Image courtesy of Mark

“Any movement encompasses art,” says Women’s March Los Angeles Foundation executive director Emiliana Guereca. “Social justice art and technology and the movement really melded for us. Even though it’s technology, it’s organic.”

Using Google’s persistent cloud anchors in ARCore, Mark users are able to create permanent images that can be viewed and modified through the company’s app. In Los Angeles, the company worked with American and international artists Amy Sol, Sam Kirk , Faith XLVII, Ledania, and Fatma Al-Remaihi to create pieces that would be available at specific sites throughout the march route.

Though the Women’s March may serve as Mark’s debut, the company intends to avoid picking political sides. “We want to be as politically neutral as possible,” says Mark’s chief executive Jeff Lyndon Ko. The former founder of the publicly traded Shenzhen-based gaming publisher iDreamSky, acknowledged that his new company couldn’t work in China’s tightly controlled social media market.

“This project will have a lot more legs outside of the Greater China reach,” Ko said.  As for the company’s Chinese shareholders (iDreamSky is an investor in Mark), the politics of the women’s movement in the U.S. were a foreign concept. “MyChina team was like, ‘What is that?’” Ko said.

If the collaboration with Mark was designed to inspire, the work that The Women’s March Foundation Los Angeles is doing with SameSide is intended to incite action.

A graduate of the politically focused accelerator, Higher Ground Labs, Sameside is the work of Nicole a’Beckett and her brother, a former Navy Seal. Together the two worked to create a social network that would combine political engagement and social activities to develop communities built around shared ideologies and purpose.

The company offers push notifications and reminders of important dates as well as a database of potentially engaged activists who could be organized around social events.
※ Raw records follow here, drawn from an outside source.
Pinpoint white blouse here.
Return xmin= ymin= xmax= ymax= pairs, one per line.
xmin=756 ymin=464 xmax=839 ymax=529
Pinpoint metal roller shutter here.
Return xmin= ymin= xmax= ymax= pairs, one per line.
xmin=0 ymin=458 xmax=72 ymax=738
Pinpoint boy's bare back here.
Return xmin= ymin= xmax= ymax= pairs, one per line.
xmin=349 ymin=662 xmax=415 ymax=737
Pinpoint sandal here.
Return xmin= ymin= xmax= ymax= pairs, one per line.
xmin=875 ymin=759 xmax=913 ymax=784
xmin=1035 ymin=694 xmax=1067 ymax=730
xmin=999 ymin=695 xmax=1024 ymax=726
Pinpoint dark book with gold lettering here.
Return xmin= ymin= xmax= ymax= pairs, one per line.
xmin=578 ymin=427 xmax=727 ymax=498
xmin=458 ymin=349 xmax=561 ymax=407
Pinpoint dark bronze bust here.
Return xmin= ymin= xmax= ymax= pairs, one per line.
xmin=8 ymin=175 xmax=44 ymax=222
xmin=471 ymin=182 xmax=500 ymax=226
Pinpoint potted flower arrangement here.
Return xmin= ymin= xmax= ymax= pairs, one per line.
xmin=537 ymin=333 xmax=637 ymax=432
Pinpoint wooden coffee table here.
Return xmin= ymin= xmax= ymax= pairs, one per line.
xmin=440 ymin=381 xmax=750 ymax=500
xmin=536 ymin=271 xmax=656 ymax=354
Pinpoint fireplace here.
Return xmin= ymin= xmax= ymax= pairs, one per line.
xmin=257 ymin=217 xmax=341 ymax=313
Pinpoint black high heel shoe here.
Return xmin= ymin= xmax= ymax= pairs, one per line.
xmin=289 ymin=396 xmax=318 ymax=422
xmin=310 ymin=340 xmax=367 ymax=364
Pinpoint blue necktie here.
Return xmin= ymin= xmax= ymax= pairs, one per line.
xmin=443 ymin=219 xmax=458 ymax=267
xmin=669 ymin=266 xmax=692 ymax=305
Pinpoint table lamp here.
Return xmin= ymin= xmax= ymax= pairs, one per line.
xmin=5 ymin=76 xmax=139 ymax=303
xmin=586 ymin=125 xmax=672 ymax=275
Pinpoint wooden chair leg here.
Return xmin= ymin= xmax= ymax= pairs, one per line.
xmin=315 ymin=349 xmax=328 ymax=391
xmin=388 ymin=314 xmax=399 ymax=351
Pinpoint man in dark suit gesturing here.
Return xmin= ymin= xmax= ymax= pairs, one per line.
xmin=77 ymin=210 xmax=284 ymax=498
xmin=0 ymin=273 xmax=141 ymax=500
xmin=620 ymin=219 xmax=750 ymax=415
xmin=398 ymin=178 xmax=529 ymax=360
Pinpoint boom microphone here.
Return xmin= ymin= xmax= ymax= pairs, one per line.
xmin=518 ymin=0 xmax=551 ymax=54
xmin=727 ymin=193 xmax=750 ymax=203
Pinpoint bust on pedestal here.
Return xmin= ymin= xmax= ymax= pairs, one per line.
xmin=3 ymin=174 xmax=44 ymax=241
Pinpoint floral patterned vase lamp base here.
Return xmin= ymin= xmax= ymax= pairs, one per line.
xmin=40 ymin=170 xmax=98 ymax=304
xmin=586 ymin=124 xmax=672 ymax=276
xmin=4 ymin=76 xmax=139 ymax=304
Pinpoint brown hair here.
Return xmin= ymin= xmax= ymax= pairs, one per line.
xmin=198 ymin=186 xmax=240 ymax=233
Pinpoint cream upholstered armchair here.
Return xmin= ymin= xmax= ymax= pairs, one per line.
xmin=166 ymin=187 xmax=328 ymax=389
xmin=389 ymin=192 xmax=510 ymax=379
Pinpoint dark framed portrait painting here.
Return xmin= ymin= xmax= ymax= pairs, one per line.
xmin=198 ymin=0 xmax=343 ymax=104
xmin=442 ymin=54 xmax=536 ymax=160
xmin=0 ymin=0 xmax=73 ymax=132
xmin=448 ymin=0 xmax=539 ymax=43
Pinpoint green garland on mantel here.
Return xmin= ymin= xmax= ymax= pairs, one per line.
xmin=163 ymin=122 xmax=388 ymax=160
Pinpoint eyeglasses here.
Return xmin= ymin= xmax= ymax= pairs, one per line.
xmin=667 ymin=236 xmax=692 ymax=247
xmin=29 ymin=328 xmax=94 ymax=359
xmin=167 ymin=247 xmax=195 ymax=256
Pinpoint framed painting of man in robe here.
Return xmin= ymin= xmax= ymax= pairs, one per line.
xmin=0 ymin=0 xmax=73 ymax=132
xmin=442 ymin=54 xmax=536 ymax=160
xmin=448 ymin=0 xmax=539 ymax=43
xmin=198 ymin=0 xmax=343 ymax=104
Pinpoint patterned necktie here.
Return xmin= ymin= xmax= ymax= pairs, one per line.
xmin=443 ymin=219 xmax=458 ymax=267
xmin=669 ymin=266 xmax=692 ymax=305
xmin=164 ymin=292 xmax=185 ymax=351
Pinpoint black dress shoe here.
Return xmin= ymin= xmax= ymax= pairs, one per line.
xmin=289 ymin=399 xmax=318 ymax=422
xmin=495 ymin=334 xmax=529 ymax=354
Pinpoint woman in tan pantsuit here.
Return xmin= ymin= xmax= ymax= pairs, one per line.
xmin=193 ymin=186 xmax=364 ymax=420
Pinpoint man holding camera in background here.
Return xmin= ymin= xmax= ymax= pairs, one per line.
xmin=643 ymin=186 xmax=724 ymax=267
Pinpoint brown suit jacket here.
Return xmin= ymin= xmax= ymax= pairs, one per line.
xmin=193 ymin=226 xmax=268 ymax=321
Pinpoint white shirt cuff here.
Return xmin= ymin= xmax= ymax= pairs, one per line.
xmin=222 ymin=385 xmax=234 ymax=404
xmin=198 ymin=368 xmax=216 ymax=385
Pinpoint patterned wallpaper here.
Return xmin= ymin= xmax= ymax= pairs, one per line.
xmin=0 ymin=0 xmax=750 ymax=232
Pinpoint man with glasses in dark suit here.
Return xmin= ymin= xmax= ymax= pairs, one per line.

It’s kind of like a politically focused “Meetup” with the added ability to message members about important dates and include calls to action for future activity.

“The Women’s March is the unofficial launch of SameSide, and is making the Women’s March in Los Angeles a catalyst for action by providing a platform for people everywhere to set up affiliated events — things like sign making parties, meet-up coffee parties the morning of the march, house parties for those who can’t attend a march — and delivering a voter registration action kit powered by Rock the Vote to everyone who RSVPs to any affiliated events or the Los Angeles Women’s March,” wrote a’Beckett in an email.

The Women’s March Foundation Los Angeles organizers view political engagement as a crucial next step for march participants. “There is a ‘to-do’ list after marching,” says Guereca. “The draw to Sameside is now people can plug in. How to continue the movement via your phone is critical.”